The commercially made cinnamon breads often use too much sugar for our taste, and we know, sugar is “the bad guy” where food is concerned. We haven’t been eating cinnamon bread for sometime and so I decided to bake a loaf last night. This is a very simple, no knead, no fuss method!
Ingredients:
375g Unbleached bread flour
2 tsp cinnamon powder
2 tsp sugar

The sticky dough. Takes 5 minutes to do this step.
1 1/2 tsp sea salt
1/2 tsp dry yeast
1 1/2 cups filtered water.

The risen dough 17 hrs. later.
Method:
The night before, measure and mix thoroughly all the dry ingredients in a large bowl. Add in the water, and with a plastic or wooden spatula, mix the dough till it’s a sticky even mass. Cover the dough and leave the bowl at room temperature over-night till the next day. I had mine sitting for 17 hours.

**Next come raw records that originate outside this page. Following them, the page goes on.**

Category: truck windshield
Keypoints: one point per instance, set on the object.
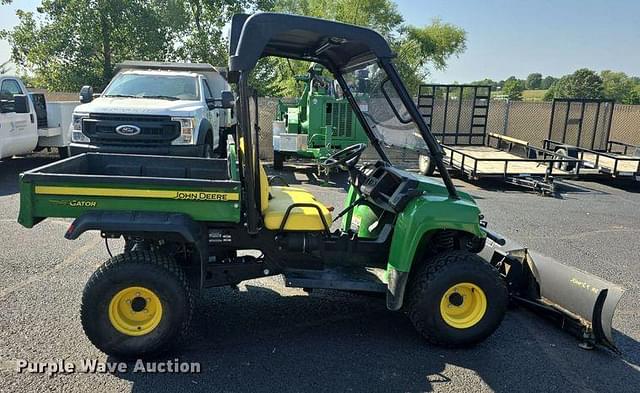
(168, 87)
(383, 109)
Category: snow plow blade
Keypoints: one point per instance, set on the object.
(579, 302)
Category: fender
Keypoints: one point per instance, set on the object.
(422, 217)
(179, 227)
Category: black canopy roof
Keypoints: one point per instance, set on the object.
(332, 44)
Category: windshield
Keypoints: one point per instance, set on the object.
(168, 87)
(383, 109)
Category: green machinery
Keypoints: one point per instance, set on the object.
(320, 122)
(191, 223)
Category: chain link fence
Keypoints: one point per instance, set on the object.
(523, 120)
(530, 121)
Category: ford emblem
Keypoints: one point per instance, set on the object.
(128, 130)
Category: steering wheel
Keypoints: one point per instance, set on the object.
(345, 158)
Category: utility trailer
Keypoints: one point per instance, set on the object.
(581, 128)
(192, 219)
(458, 115)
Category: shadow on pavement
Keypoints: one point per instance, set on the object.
(257, 340)
(11, 168)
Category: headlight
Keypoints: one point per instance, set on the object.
(76, 128)
(187, 126)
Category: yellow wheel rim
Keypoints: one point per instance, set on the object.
(135, 311)
(463, 305)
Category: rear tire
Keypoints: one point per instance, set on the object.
(136, 304)
(426, 166)
(64, 152)
(566, 166)
(456, 299)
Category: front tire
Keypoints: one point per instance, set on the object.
(456, 299)
(208, 151)
(64, 152)
(136, 304)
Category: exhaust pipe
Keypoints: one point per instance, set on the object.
(581, 303)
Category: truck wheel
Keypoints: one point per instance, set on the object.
(136, 304)
(278, 160)
(64, 152)
(208, 146)
(426, 166)
(457, 299)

The dough after 2 hours proofing.

I scored a square using a serrated bread knife.
After this long proofing time, turn the sticky dough on to a floured surface and form gently into a boule. Transfer this on to a baking sheet and proof further for 2 hours. When 1 1/2 hours have passed, heat up the dutch oven in your oven to 240˚C; and at the end of the 2 hours, transfer the dough still on the baking sheet into the dutch oven and place on the cover. You could score the dough before placing it into the dutch oven. Then set the temperature to 230˚C and bake for 30 minutes.

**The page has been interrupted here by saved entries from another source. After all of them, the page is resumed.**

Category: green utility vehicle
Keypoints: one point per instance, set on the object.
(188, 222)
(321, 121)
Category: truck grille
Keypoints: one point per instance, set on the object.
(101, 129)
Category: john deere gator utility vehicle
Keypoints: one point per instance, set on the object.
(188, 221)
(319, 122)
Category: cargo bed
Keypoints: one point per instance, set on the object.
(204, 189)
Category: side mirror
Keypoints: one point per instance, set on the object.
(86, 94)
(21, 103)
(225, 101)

Using a baking sheet, you can lower the dough gently into the Dutch oven.
At the end of 30 minutes, remove the lid of the dutch oven. Bake a further 10 to 15 minutes to brown the crust of the loaf. Leave the oven door slightly open to dry the crust for the last 5 minutes before removing the loaf to cool on a metal rack before slicing the loaf.

Hot out of the oven, cooling on a rack.
“What makes good bread? It is a question of good flour and slow fermentation. In the old days we used to leave the dough to ferment for at least three or four hours, and it wasn’t necessary to put chemicals into the dough. Today the farmers get much bigger crops from the same piece of ground, but the wheat has lost its taste. And to make it look nice and white — comme un cadavre — the millers grind it up fine and sift it, so you are left with very little except starch.”